4.4. Test Results under Different Working Conditions

Figure 12 shows the experimental test results with different gate drivers for respective input voltage and output current of 400 V/11 A, 500 V/16 A, 600 V/21 A. According to the test results, the traditional gate driver with the driving parameters 24 V/10 Ω and −5 V/10 Ω has the highest turn-on overcurrent, highest turn-off overvoltage, fastest switching speed, and lowest switching loss. Although the traditional gate driver with driving parameters 19 V/50 Ω and 0 V/50 Ω can suppress the turn-on overcurrent and turn-off overvoltage of the SiC MOSFET, the switching loss increases rapidly.

By comparison, the proposed gate driver can suppress the turn-on overcurrent and turn-off overvoltage of the SiC MOSFET effectively and has little effect on switching loss.

5. Conclusions

This paper analyzed the causes of the turn-on overshoot current, turn-off overvoltage, and switching oscillation of SiC MOSFETs. The analysis results verified that the turn-on overcurrent and turn-off overvoltage can be suppressed by reducing the amplitude of the driving voltage v_P and increasing the external gate resistance. Based on the theoretical analysis, this paper proposed a novel gate driver based on the variable driving voltage and variable gate resistance topology for SiC MOSFETs. The proposed gate driver was tested under different working conditions to verify its suppression effect on the turn-on overcurrent and turn-off overvoltage of SiC MOSFETs. The experimental test results show that the proposed gate driver can suppress the turn-on overcurrent and turn-off overvoltage of SiC MOSFETs effectively and has little effect on switching loss.

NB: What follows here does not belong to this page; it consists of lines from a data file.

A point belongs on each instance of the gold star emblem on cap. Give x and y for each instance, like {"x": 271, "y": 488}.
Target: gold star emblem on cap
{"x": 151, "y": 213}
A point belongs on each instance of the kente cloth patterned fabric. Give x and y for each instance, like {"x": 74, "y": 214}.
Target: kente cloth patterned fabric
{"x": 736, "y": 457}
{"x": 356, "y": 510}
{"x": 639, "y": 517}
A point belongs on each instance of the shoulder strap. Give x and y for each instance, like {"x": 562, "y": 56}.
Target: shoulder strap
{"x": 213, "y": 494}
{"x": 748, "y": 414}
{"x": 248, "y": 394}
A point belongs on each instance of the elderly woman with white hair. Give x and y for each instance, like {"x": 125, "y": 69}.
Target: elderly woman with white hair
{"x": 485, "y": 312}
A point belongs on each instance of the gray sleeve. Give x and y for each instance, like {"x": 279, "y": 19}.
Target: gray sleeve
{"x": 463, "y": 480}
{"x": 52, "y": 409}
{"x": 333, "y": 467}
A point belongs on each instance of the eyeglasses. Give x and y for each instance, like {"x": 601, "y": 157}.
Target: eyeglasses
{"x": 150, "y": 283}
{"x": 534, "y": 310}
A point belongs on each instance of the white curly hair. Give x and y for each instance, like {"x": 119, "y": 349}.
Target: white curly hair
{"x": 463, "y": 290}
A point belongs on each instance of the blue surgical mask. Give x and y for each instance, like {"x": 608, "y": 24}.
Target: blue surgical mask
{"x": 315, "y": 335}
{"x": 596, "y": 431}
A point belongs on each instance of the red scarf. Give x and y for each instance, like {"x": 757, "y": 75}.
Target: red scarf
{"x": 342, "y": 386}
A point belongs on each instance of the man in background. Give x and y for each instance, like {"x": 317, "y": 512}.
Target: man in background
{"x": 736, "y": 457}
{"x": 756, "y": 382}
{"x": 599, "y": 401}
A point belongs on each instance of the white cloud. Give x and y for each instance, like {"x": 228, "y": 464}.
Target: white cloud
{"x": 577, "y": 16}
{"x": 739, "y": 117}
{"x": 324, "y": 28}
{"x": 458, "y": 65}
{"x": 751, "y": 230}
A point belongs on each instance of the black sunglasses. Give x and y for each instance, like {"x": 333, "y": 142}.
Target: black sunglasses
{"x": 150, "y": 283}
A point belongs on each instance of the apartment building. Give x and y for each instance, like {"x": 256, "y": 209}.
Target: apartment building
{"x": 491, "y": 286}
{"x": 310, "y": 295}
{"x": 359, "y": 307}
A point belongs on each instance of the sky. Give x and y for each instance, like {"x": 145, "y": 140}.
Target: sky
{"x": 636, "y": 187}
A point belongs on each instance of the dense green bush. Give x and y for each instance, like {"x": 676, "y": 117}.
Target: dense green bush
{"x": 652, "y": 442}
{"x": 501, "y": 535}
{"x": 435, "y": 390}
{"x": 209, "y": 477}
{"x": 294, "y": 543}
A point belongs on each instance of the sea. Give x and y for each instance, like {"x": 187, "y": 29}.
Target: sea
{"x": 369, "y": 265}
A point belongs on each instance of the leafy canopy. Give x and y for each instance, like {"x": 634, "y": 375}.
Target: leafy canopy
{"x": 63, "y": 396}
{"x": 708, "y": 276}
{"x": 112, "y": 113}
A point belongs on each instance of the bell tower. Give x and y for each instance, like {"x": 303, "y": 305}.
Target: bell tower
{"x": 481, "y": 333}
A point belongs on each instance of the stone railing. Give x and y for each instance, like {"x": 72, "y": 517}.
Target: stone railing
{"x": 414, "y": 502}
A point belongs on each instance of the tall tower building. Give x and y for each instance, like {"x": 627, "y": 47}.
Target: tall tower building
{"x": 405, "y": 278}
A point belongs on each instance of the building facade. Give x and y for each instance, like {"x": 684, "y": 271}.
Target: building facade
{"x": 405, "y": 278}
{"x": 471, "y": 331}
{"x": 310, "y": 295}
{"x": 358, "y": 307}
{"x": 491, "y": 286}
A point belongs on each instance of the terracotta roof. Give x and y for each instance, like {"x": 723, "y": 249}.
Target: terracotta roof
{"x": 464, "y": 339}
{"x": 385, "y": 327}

The proposed gate driver can effectively suppress the overvoltage and overcurrent of SiC MOSFETs when compared with the conventional gate drivers. However, it requires five additional digital signals to drive S₁‒S₄ and S_A1‒S_A2. In the future, the manufacturer of the gate driver can integrate the proposed gate drive circuit into an integrated gate driver chip to achieve simple control of the proposed gate driver. This is of great significance to promote the wide use of SiC MOSFETs in high-frequency applications.